怯えまくるアライさんと落ち着いた様子のフェネック。

「…そういえば今日はキリンがいないと思わないかい?」

「そ、そういえばそうなのだ…」

「キリンはね、今朝、私を探して騒ぎまくっていたんだ。無視しようかと考えていたら、フッ…と声や足音が消えたんだ…わかるかい?つまりキリンはセルリアンに…」

「うわぁぁぁ!怖いのだぁぁぁ!!」

(ゾクゾク…)

(まただ…)

「ふふ、いい表情いただきました。」

「ふぇ?」

「ふふっ、嘘だよ嘘。フェネックは気づいていたみたいだけどね」

「ふぇぇぇぇぇ!?」

「アライさーん気づこうよー、キリンならほら…」

ガチャ…

「ふぁ~…よく寝たわぁ、横になって寝たからかしら?」

黄色い体に茶色の斑点を散りばめた長いまつげのアミメキリンが部屋から出てきた。

「やぁキリン、珍しく名推理だね」

「ハッ!先生っ!すみません、いつもならもっと早く起きて先生の身の回りのことをしたというのに、私としたことが…」

「ずっと寝ていたほうが私のためなんだけどね…」

オオカミは苦笑しながら呟いた。

その時、フェネックはオオカミの束になった紙の中に、キリンの寝顔らしき絵があったのを見逃さなかった。

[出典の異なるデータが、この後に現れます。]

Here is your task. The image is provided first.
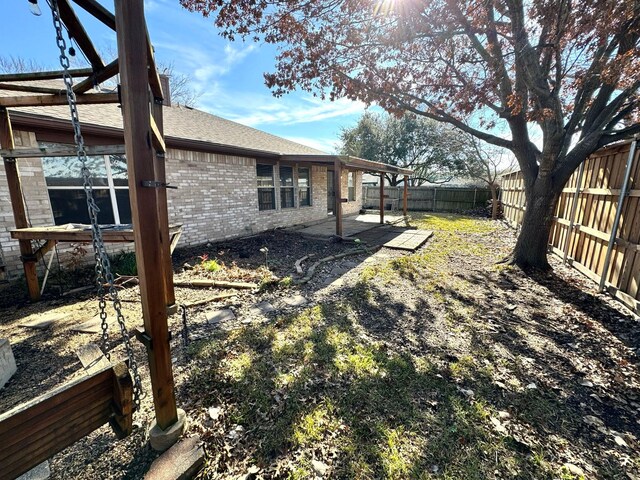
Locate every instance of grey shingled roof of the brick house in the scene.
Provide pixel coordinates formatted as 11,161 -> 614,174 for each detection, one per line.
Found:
0,80 -> 412,175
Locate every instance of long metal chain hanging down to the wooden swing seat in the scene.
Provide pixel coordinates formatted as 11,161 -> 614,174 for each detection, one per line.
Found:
50,0 -> 142,411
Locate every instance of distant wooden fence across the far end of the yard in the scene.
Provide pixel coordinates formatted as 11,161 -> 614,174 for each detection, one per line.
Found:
362,186 -> 491,212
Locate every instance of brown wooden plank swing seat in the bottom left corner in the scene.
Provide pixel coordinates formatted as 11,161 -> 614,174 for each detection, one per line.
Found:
0,346 -> 133,480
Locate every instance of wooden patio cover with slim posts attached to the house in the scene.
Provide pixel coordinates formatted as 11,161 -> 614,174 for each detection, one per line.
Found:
280,155 -> 413,237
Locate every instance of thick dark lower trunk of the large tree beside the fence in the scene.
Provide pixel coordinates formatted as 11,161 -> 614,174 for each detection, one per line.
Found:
509,178 -> 562,270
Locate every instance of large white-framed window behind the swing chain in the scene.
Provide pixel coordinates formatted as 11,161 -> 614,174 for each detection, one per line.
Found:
42,155 -> 131,225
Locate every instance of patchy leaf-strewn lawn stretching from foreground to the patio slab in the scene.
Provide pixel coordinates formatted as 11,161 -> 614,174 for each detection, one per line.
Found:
180,215 -> 640,479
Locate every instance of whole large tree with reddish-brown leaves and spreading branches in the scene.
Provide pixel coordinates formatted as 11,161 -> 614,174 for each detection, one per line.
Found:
180,0 -> 640,269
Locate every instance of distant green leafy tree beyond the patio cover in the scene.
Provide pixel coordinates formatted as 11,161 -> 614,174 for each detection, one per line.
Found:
340,111 -> 470,187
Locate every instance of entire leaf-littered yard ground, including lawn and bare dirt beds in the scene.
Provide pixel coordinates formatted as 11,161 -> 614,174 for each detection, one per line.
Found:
0,215 -> 640,479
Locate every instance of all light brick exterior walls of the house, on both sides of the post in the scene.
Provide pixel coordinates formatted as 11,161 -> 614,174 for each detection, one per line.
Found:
0,137 -> 362,278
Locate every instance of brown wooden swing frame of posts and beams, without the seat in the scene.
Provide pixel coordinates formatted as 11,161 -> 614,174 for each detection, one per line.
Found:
0,0 -> 184,468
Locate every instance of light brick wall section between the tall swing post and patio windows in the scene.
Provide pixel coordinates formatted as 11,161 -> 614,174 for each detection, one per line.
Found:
167,149 -> 327,245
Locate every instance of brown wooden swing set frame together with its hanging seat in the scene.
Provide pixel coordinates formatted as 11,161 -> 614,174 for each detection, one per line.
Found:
0,0 -> 178,479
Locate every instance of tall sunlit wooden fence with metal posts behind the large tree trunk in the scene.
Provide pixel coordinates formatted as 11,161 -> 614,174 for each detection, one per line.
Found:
501,140 -> 640,313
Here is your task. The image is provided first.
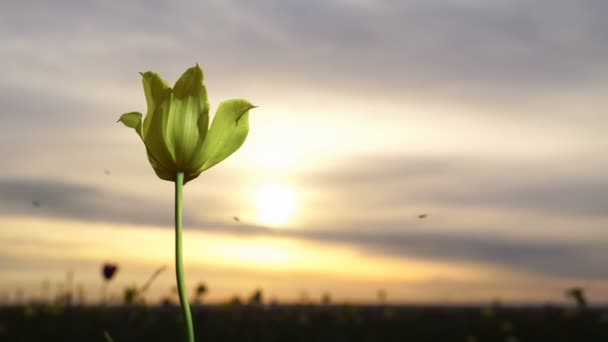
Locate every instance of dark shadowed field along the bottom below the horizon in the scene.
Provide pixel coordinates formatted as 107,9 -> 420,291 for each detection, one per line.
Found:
0,305 -> 608,342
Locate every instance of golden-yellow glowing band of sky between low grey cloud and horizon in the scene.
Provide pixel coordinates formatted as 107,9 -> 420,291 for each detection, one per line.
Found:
0,218 -> 608,302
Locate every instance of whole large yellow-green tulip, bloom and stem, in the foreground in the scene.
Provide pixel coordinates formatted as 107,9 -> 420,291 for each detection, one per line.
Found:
118,64 -> 255,342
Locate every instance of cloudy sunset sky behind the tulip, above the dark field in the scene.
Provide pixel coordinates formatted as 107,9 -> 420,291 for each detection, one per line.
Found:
0,0 -> 608,303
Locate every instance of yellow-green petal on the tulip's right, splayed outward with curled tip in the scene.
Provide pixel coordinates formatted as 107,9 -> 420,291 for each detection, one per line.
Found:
197,99 -> 256,173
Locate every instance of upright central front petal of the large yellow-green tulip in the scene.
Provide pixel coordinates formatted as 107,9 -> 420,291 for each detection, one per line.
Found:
167,64 -> 209,171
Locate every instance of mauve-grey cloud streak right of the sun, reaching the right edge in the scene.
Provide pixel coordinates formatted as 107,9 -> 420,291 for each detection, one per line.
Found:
300,156 -> 608,218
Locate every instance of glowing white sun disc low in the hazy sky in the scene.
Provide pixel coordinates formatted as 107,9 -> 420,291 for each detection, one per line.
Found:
255,184 -> 297,226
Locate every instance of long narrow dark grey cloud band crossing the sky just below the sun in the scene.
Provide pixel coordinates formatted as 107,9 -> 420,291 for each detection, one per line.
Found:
0,174 -> 608,279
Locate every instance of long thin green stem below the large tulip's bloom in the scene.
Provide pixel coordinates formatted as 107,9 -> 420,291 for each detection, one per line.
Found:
175,172 -> 194,342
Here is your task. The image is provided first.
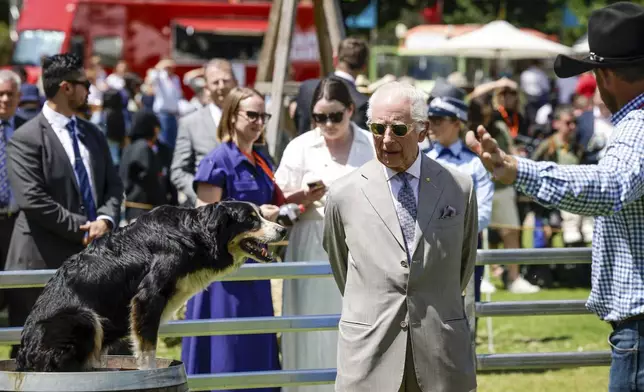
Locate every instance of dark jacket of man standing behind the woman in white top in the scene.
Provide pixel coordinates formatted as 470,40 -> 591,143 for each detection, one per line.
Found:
295,77 -> 369,135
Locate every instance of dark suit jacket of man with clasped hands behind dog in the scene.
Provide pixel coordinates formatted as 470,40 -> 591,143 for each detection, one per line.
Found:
6,113 -> 123,270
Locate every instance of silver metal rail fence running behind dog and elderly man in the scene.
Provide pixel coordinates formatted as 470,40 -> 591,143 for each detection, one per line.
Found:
0,248 -> 610,391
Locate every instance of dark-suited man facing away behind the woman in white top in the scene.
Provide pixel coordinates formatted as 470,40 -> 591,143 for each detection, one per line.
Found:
294,38 -> 369,134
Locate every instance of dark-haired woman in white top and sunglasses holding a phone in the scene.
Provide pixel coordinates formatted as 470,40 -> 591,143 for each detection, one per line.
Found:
275,76 -> 375,392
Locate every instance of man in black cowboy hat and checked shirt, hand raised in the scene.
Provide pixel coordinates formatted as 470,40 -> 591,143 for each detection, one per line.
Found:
467,2 -> 644,392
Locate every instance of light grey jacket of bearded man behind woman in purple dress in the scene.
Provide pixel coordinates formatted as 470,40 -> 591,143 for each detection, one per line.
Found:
170,105 -> 219,206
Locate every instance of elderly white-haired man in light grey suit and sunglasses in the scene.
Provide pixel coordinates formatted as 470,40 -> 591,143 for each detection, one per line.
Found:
323,82 -> 477,392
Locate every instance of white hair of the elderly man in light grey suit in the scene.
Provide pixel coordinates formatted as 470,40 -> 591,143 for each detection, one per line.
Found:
367,81 -> 427,132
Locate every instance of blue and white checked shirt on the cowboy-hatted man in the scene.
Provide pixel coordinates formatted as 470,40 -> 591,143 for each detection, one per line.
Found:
515,94 -> 644,321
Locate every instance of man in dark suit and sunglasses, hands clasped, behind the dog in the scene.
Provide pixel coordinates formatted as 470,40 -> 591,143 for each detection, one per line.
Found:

「そうなのだ!フェネック、お宝は結局どこにあるのだ?」

「あー実はねー、ほんとはここじゃなくてー図書館にあるらしーよー。オオカミさんが教えてくれたんだー」

「オオカミさんが?!」

「ふふっ、私は嘘をつかないよ」

「ぐぬぬ…怪しさまっくすなのだ…」

フェネックと同様に目を細めて疑うアライさん。


「じゃーアライさーん図書館にいこっかー」

「し、しょうがないのだ、図書館に向けてしゅっぱーつなのだー!」

「はーいよっとー」

「じゃぁー頼んだねー、オオカミさーん」

「なんだったんでしょうか?」

「さぁね。さて、仕事に戻るとしようか」

「先生っ!なにか手伝えることはっ?紙を…いえ、神を部屋へ運びますか?それとも名推理を聞かせましょうか?」

アミメキリンが一気にまくし立て、オオカミがつっこむ。

「紙をもっていかなくてもいいし、事件も起きてないのになにを推理するつもりだい?」

「ヴッ、そ、それは…」

「はい、いい表情いただき」

「もー先生~」

「ごめんごめん、つい綺麗だからね…」

「え?なんとおっしゃいました?」

「いや?別に?」

「ほんとですか?」

今度はアミメキリンが目を細めた。